Ребята не в меру горячились, Владимир Андреевич понимал это хорошо. И не вмешивался только потому, что хотел дать всем высказаться. Вострецов оказался парнем экспансивным. Слушал ребят заинтересованно, ероша свои волосы, и они у него уже не были такие прилизанные и чинные, какими вначале. Он то и дело вставлял реплики, крутился, порывался встать. Владимир Андреевич усмехнулся про себя: «А ты, брат, как я погляжу, парень чуткий — все к сердцу близко принимаешь». Такой Вострецов ему больше был по душе, чем тот, каким предстал перед собранием — с безукоризненно зализанными волосами.
— Друзья! — не выдержал Вострецов, вскакивая и подходя к столу. — Разве так можно с плеча рубить? О человеке ведь идет речь, не о чурбане, а о человеке! Из школы-то зачем исключать Волобуева, подумайте сами! Чего вы этим добьетесь? Плохие вы люди, вот что я вам скажу.
По классу прошелся, как ветерок, недоуменный вздох, который можно было понять требовательным вопросом к Вострецову: как это — плохие люди?!
— Да! И не смотрите на меня так. Что ж получается? Выгнать Волобуева из комсомола, выгнать из школы. Я вас спрашиваю, куда выгнать? Разве хорошие люди так делают, а? Делают?
Вострецов выжидательно замолчал, но никто не набрался смелости ему ответить, даже Нюся Дорошенко.
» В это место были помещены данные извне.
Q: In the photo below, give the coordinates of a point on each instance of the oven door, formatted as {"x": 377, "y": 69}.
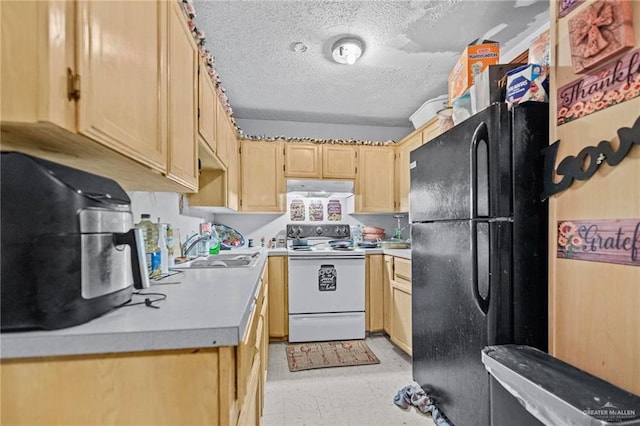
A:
{"x": 326, "y": 284}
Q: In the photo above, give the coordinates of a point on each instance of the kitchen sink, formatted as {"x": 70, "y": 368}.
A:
{"x": 224, "y": 260}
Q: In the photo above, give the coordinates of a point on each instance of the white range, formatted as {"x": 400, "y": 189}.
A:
{"x": 326, "y": 284}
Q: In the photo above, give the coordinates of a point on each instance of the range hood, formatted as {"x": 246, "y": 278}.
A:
{"x": 320, "y": 188}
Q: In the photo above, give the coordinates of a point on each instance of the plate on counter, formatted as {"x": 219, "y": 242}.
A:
{"x": 368, "y": 244}
{"x": 229, "y": 237}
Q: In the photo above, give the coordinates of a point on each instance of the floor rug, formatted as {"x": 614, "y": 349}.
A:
{"x": 306, "y": 356}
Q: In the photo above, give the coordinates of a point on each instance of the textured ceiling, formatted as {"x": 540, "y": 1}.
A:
{"x": 410, "y": 48}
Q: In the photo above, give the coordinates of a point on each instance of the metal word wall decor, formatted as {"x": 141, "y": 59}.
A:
{"x": 609, "y": 241}
{"x": 610, "y": 85}
{"x": 585, "y": 164}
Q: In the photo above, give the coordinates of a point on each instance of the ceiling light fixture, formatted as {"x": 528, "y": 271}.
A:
{"x": 347, "y": 50}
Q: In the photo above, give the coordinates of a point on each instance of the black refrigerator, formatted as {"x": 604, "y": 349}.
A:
{"x": 479, "y": 252}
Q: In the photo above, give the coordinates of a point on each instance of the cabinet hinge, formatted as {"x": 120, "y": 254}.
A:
{"x": 73, "y": 85}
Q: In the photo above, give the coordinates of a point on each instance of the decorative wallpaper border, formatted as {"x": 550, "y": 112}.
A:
{"x": 209, "y": 60}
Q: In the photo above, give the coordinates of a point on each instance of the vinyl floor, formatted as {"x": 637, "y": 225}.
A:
{"x": 358, "y": 396}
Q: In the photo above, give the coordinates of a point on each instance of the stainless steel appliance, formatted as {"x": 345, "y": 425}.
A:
{"x": 479, "y": 252}
{"x": 326, "y": 284}
{"x": 70, "y": 251}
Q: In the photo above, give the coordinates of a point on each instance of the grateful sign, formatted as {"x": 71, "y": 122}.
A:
{"x": 609, "y": 241}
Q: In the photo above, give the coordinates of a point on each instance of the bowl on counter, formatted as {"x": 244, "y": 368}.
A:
{"x": 393, "y": 244}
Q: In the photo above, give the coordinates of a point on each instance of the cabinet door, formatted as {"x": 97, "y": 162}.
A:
{"x": 34, "y": 63}
{"x": 386, "y": 290}
{"x": 401, "y": 319}
{"x": 302, "y": 160}
{"x": 182, "y": 167}
{"x": 403, "y": 177}
{"x": 233, "y": 173}
{"x": 339, "y": 161}
{"x": 375, "y": 310}
{"x": 206, "y": 107}
{"x": 431, "y": 131}
{"x": 223, "y": 132}
{"x": 262, "y": 179}
{"x": 375, "y": 180}
{"x": 401, "y": 304}
{"x": 123, "y": 90}
{"x": 278, "y": 300}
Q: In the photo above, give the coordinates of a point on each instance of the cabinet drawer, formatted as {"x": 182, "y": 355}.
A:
{"x": 402, "y": 269}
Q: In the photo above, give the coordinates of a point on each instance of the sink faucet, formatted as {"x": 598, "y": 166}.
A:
{"x": 188, "y": 245}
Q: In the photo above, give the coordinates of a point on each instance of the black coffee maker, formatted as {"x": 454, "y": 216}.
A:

— Видите, Владимир Андреевич, молчат, — обратился Максим к Глазкову. — Поделом, молчите, — и сел на свое место, вытащил из кармана носовой платок и под партой, чтобы никто не видел, начал обтирать вспотевшие руки…
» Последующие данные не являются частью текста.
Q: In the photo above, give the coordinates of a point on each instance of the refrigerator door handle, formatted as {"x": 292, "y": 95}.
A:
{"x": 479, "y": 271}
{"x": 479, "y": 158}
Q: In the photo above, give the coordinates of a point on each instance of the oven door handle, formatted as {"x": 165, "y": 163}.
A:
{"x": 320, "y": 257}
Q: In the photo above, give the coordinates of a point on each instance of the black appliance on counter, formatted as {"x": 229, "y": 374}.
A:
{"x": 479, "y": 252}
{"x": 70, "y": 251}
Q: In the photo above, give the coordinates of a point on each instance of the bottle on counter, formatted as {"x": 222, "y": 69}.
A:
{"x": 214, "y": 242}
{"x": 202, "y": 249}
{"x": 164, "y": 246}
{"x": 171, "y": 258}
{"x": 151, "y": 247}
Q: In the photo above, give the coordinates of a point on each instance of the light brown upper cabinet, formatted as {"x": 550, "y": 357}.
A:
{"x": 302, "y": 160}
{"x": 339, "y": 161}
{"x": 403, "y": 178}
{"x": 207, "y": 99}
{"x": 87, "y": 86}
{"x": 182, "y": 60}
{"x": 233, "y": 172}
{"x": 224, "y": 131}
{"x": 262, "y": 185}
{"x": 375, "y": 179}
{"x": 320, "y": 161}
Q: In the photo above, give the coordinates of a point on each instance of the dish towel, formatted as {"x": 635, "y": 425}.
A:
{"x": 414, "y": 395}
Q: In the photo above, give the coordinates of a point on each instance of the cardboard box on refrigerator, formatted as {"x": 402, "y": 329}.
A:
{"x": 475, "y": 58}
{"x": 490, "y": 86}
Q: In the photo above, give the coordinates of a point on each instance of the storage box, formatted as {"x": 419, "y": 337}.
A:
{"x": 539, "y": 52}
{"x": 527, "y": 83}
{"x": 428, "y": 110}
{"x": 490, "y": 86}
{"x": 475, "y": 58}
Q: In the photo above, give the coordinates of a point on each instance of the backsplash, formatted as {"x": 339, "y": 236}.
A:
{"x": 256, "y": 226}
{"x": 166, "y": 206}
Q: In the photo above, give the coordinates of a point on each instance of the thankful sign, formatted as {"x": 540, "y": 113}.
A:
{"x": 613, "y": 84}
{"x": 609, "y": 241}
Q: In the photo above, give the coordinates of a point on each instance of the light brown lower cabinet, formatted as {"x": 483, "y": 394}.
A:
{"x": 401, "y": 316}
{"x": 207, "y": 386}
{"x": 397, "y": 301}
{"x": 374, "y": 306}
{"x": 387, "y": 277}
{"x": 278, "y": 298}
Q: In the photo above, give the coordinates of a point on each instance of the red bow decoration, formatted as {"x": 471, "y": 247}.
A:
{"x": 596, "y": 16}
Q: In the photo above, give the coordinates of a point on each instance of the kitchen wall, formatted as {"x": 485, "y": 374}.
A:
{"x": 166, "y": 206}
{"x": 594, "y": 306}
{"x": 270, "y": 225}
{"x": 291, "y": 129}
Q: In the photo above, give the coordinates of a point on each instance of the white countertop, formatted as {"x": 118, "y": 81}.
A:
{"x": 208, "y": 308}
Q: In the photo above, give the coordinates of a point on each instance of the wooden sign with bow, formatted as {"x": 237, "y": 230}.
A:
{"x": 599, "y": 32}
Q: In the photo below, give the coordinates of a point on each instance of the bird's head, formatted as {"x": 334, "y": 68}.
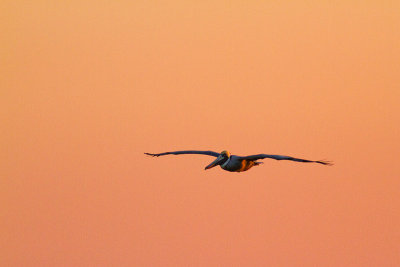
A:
{"x": 222, "y": 158}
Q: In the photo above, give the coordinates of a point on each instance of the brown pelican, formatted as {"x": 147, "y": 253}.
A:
{"x": 234, "y": 163}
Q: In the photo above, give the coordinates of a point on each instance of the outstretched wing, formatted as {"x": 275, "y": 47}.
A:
{"x": 209, "y": 153}
{"x": 280, "y": 157}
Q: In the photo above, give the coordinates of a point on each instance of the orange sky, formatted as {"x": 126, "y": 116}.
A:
{"x": 88, "y": 86}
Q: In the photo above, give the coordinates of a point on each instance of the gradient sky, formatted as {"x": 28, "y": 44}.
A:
{"x": 88, "y": 86}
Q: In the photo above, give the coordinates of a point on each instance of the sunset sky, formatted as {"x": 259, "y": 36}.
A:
{"x": 88, "y": 86}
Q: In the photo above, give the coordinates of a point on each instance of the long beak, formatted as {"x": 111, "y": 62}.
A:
{"x": 214, "y": 163}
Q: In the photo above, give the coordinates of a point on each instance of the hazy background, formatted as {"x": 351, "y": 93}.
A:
{"x": 88, "y": 86}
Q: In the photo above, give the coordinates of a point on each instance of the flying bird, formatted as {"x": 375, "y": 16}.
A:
{"x": 235, "y": 163}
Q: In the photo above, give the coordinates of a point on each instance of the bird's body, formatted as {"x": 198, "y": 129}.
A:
{"x": 235, "y": 163}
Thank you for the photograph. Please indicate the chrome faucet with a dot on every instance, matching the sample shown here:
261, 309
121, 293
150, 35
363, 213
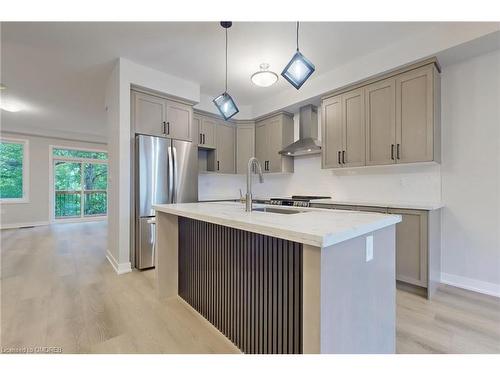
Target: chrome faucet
248, 197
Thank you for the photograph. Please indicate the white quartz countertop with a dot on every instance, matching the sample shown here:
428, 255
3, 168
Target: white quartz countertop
412, 206
313, 226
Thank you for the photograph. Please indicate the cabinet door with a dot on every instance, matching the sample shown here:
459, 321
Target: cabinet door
149, 113
179, 120
197, 130
381, 210
275, 134
380, 114
414, 116
332, 132
353, 108
245, 147
411, 247
261, 143
208, 126
225, 151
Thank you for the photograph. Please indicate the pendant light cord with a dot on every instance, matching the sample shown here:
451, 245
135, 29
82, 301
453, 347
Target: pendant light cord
297, 35
226, 62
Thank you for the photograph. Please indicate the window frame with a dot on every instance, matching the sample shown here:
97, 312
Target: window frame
52, 160
26, 171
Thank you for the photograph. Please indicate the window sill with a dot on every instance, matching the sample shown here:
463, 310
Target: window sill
14, 201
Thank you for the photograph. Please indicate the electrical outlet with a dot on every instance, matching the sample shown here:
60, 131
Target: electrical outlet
369, 248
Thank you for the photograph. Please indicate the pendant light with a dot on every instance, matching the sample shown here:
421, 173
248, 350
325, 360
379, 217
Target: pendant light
299, 69
224, 103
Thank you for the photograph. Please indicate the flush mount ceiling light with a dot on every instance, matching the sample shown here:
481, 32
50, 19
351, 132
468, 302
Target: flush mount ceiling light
10, 106
264, 78
224, 103
299, 69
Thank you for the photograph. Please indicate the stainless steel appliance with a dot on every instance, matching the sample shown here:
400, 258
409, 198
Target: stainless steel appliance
166, 171
296, 200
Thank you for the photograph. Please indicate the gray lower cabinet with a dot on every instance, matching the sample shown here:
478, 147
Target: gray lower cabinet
272, 134
155, 115
418, 245
411, 246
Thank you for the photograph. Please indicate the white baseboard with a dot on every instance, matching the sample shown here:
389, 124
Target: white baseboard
120, 268
471, 284
21, 225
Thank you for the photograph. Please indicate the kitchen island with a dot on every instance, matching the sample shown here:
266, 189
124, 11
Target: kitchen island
282, 280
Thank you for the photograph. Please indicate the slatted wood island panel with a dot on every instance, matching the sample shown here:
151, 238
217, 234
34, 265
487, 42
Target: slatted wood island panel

Владимир Андреевич признательно пожал ему руку чуть повыше локтя и сказал шепотом:
— Правильно. Я тоже так думаю. Мне теперь и выступать необязательно.
Собрание кончилось поздно. Решение приняли одно: просить комсомольскую организацию обсудить поведение Волобуева. Владимир Андреевич из школы вышел вместе с Максимом Вострецовым. Ночь выдалась пасмурная. Падал мягкий крупный снег. Пальто и шапка у Максима побелели. Владимир Андреевич снял перчатку, собрал со своего плеча снег, сжал его в комок и бросил впереди себя. Вострецов улыбнулся:
— Сейчас бы в снежки! Люблю подурачиться.
— Вы женаты?
— Второй месяц. О, жена у меня серьезная, чтоб подурачиться — ни-ни! Говорит, на тебя вся молодежь смотрит, а ты будешь резвиться, как мальчишка, что о тебе тогда подумают!
— Не бойся, хорошо подумают!
— Я ей тоже. Ничего! Договоримся!
— Конечно, договоритесь! А Бориса Липец вы знаете? — спросил Владимир Андреевич. Вострецов ответил не сразу, после большой паузы.
— Знаю. До седьмого учились вместе.
— И Василия Николаевича тоже?
— А кто Василия Николаевича не знает? Любого спроси, даже мальчишку. Талантливый человек, между прочим. Но за Бориса я его виню!
— Почему же? — заинтересовался Глазков.
— Захотел Борис шофером сделаться, из восьмого класса ушел. Василий Николаевич воспротивился. Мол, учись дальше, до института. Я понимаю: намерения у него были хорошие. Но нельзя же и с мечтой человека не считаться. Правда ведь?
— Правда.
— Борис сбежал из дома, пропадал где-то год, вкусил вольностей, вернулся домой и пошло-поехало у него вкривь да вкось. Теперь и Василий Николаевич ничего поделать не может. Парень он неплохой, я ведь не верю, что он с Семеновым так расправился. Пофордыбачить Борис любит, но чтоб такое!
— Взялись бы вы за Бориса.
— Он же не комсомолец.
— Странный вы народ, ей-богу, — возмутился Глазков. — Если не комсомолец, значит, черт с тобой, пропадай, коль охота?
— Не совсем так, конечно…
— Именно так. Вы же видите, что Борис не так живет, вот ты мне почти всю его историю рассказал. Взялись бы за него всей комсомолией, разве бы он устоял перед вами?
— Возразить вам нечего, что тут возразишь. Между прочим, в шестом классе Борис мальчонку спас, из речки вытащил. Родители мальчонки книгу ему подарили «Как закалялась сталь» с благодарственной надписью.